Niestety, wydawca zdecydował, że dość tego dobrego. Z radia odeszły osoby bardzo charakterystyczne dla niego. Oczywiście krzywdą dla pozostałej ekipy byłoby stwierdzenie, że „bez nich nie ma radia”. Ale na pewno wiele straciło. Bo Eska Rock to coś więcej niż muzyka. Wokół niej wytworzyła się genialna społeczność. Niesamowity kontakt między prowadzącymi a słuchaczami.
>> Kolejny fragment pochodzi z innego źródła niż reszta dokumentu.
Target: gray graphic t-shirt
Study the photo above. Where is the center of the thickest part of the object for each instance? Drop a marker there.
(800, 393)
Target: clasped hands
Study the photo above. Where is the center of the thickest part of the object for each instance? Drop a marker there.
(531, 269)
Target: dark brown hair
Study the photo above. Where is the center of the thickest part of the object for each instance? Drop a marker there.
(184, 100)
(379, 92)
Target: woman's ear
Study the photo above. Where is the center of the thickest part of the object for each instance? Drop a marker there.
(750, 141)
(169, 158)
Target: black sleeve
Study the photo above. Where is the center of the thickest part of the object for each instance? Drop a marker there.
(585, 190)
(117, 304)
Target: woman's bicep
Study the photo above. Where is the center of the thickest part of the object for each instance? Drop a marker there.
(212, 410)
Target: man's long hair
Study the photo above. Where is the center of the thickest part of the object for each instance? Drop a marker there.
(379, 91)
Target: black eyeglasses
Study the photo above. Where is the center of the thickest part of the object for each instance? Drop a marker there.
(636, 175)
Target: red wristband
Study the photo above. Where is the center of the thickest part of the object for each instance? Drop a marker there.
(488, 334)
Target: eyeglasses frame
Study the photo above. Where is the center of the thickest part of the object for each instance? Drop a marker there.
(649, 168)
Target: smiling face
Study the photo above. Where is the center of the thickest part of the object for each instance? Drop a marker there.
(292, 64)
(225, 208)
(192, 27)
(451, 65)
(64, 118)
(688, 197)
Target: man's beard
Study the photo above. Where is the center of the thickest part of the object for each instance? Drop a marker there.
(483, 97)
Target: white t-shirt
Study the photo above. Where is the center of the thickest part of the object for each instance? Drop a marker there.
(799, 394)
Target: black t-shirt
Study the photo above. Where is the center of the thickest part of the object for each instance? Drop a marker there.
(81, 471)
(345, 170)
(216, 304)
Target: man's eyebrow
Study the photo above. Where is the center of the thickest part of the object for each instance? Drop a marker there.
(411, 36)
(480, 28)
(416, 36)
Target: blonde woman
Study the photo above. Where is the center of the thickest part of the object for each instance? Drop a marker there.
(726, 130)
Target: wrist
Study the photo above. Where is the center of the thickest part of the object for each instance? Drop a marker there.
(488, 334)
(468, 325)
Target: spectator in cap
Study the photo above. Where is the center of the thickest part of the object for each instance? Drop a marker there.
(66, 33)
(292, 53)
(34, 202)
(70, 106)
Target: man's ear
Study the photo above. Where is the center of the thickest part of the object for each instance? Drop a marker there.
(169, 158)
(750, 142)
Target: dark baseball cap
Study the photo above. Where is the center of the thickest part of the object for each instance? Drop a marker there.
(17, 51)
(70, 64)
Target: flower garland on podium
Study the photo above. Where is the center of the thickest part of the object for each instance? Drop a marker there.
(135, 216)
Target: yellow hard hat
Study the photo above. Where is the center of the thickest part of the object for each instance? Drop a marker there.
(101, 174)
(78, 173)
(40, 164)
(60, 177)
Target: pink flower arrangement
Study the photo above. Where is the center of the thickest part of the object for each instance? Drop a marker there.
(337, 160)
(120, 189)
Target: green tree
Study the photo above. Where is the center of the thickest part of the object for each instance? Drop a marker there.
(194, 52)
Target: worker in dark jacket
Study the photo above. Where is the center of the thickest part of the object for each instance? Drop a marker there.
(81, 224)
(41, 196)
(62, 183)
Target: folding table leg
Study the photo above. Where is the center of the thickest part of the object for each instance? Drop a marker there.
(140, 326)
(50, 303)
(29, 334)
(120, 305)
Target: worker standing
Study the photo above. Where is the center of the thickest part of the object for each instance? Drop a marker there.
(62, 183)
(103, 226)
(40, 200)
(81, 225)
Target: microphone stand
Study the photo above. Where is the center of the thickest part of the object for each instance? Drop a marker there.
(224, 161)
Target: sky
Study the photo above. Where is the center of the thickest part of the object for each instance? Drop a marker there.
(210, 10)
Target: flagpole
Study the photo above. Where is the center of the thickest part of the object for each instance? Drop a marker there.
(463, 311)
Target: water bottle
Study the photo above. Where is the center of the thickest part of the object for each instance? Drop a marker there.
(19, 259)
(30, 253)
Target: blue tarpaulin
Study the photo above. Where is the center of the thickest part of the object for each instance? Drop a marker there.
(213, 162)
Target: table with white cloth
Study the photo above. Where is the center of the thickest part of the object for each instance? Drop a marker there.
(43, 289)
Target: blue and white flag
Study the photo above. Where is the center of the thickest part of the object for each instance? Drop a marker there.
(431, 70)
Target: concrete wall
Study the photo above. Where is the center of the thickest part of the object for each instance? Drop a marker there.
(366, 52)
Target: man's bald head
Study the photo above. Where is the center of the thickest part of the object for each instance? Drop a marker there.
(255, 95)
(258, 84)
Dzwonienie do słuchaczy było na porządku dziennym. Rozmowy na antenie, żarty, przekomarzania. Do tego dochodziły maile, kontakt na fejsie. Prowadzący byli po prostu niezwykle charyzmatycznymi i świetnymi postaciami. Chciało się ich słuchać. Pamiętam też, jak śpiewali na antenie. Właściwie raczej powinienem napisać – „śpiewali”. Przeżycie niezapomniane.

2 grudnia Eska Rock przestała nadawać na pasmach ogólnokrajowych. Pozostała dostępna dla mieszkańców Warszawy. Oraz w internecie. W ostatni dzień nadawania, w ostatnich godzinach, wydarzyła się magia. Przegenialnie przygotowana playlista, którą prezenterzy „żegnali się” ze swoimi słuchaczami. A do tego ludzie na fejsie, którzy wrzucali zdjęcia swoich radioodbiorników. Jako podziękowanie za wspólnie spędzone lata.

Szkoda też Vox FM, stacji która przejęła pasma Eski. Bo z tego co zrozumiałem, do tej pory leciała tam muzyka starszej daty. I radio miało swoich sympatyków. Tymczasem postanowiono zmienić ramówkę i postawić na disco polo. Dezorientację sporej liczby słuchaczy można zobaczyć choćby na fejsie. A do tego dokłada się „niechęć” części zawiedzionych słuchaczy Eski, którzy tam wylewają swoje żale. Tylko co Vox winne decyzjom debili? Żeby było jeszcze ciekawiej, wiele wskazuje na to, że warszawska Eska Rock ma przejąć rolę społeczno-religijną dawnego Vox FM. Cokolwiek by to nie znaczyło.

Eska Rock zrobiło coś, co niewielu się udaje. Stworzyło swoją społeczność, ludzi pozytywnie zakręconych, lubiących nieco mniej popularną muzykę. Dzięki za wspólnie spędzony czas. Tak, wiem, w internecie jest dalej. Ale to już nie to samo – z różnych względów. Także sentymentalnych. Mam jednak nadzieję, że jeszcze się usłyszymy.